Sunday 25 September 2011

Cain Enabled

I just discovered that the Guardian this week ran an article announcing the discovery of a lost novel by one of my favourite authors, James M. Cain. Like a hardboiled Hemingway, Cain's pen gave us  stories we've all come across: Double Indemnity, The Postman Always Rings Twice, Galatea, Serenade, The Butterfly - many of them made into films, including the recently re-made Mildred Pierce. Writing mainly in the 1930s and 40s, Cain first found success with The Postman Always Rings Twice (what a novel to start a career with!) and his books have always been in publication. I've been a fan since the 80s when I was able to pick up some of his hard to get novels when I was working in the States. So I was overjoyed that writer Max Alan Collins was responsible in part for this piece of literary detective work and the novel (The Cocktail Waitress) has in fact been discovered, is currently being edited and will be published sometime next year. 

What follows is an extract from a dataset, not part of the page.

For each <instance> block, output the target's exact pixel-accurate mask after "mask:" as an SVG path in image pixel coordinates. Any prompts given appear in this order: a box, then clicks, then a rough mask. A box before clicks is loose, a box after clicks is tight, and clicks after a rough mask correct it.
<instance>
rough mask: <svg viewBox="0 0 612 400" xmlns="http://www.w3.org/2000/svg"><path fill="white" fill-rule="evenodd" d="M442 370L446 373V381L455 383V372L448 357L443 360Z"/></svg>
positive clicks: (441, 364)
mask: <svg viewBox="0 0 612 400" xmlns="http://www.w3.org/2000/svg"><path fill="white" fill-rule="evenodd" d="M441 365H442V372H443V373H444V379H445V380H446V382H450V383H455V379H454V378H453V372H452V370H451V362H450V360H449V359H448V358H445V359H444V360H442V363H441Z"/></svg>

Apparently Cain had re-written the ending just before his death and mentioned it in an interview. Both versions have been found and it will be interesting to see which version ends up on the printed page. Hard Case Crime who are publishing the novel said that handwritten notes and edits appear in the margins of numerous pages of the manuscript, and that Cain was working on final revisions until close to the end of his life in the late 70s. Cain died in 1977 at age 85 somewhat dejected that his magnum opus was refused publication - he'd spent 20 years of his life in semi-retirement polishing the novel only to have it knocked back by publishers. So, a cause for celebration in this household and I'll be interested to see what his writing was like in his old age.